If the discount rate rises by 100 basis points, pension obligations fall by around 16 percent or €66bn, WTW said.

The volatility of the discount rate increased in March after the start of the war in Ukraine, and a further increase by around 20 basis points to around 2% is expected at the end of this month as central banks hike interest rates, the consultancy added.

Hanne Borst at WTW

Hanne Borst, WTW

Volkswagen held the highest amount of pension liabilities among the DAX companies at €58.6bn, followed by Siemens with €35.5bn, Mercedes-Benz and E.ON with €28.9bn, and BASF with €28.6bn, according to the study.

The five companies accounted for approximately 44% of the defined benefit obligations of all the firms in the DAX last year, down from 48% in 2020.

On average, pension obligations accounted for around 10% of total assets in the balance sheets of the DAX companies in 2021, up from 14% in 2020.

Equities pushed returns on assets to €22.5bn, with pension investors that have also been integrating ESG criteria and alternative investments in asset allocations for years now, WTW said.

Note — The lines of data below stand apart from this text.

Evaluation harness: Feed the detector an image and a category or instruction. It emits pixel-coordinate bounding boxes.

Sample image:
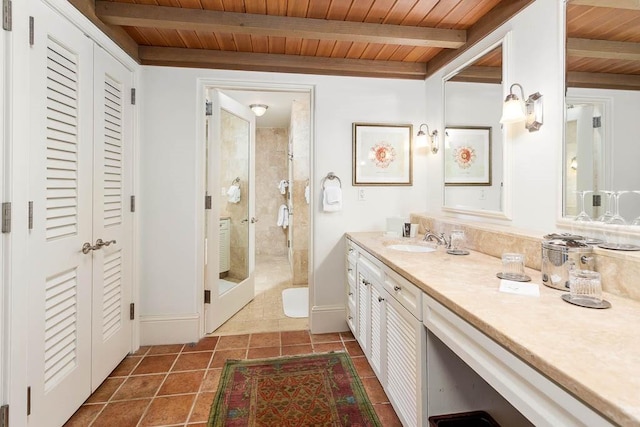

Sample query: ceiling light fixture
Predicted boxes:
[500,83,542,132]
[416,123,440,154]
[249,104,269,117]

The allocation to bonds and equities in portfolios of DAX companies has been decreasing in favour of other types of investments that have grown by 15 percentage points in almost a decade. Other types of investments also include cash (3%) and alternatives (5%).

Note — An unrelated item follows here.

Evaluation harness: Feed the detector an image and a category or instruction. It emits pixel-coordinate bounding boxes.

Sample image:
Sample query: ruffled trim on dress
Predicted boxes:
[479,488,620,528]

DAX companies allocate pension assets still mostly in bonds (49%), equities (21%), real estate (4%) and other types of investments (29%).

Johannes Heiniz at WTW

Johannes Heiniz, WTW

DC switch

Almost all new pension plans at German companies are now defined contribution (DC) funds, with the interest rate directly linked to the actual performance of the plan assets, Johannes Heiniz, head general consulting retirement at WTW Deutschland, told IPE.

In Germany, however, a certain level of guarantee is still common, usually measured in terms of volume of contributions, he added. Pure DC models are legally possible in Germany but have not yet been implemented.

Over the past few years, companies in Germany have consistently revised the risk positions in their pension schemes by building up large plan assets on the financing side, and on the other hand through risk-adequate plan design, he said.

“Modern pension plans link their promised interest to the development of the respective plan assets,”Heiniz said, adding that this limits the impact of fluctuations of interest rate on companies.

Companies´ pension plans increasingly include payments of the benefits in the form of capital or payments in installments. “This gives more flexibility for beneficiaries and limits interest rate and longevity risks for companies,” he said.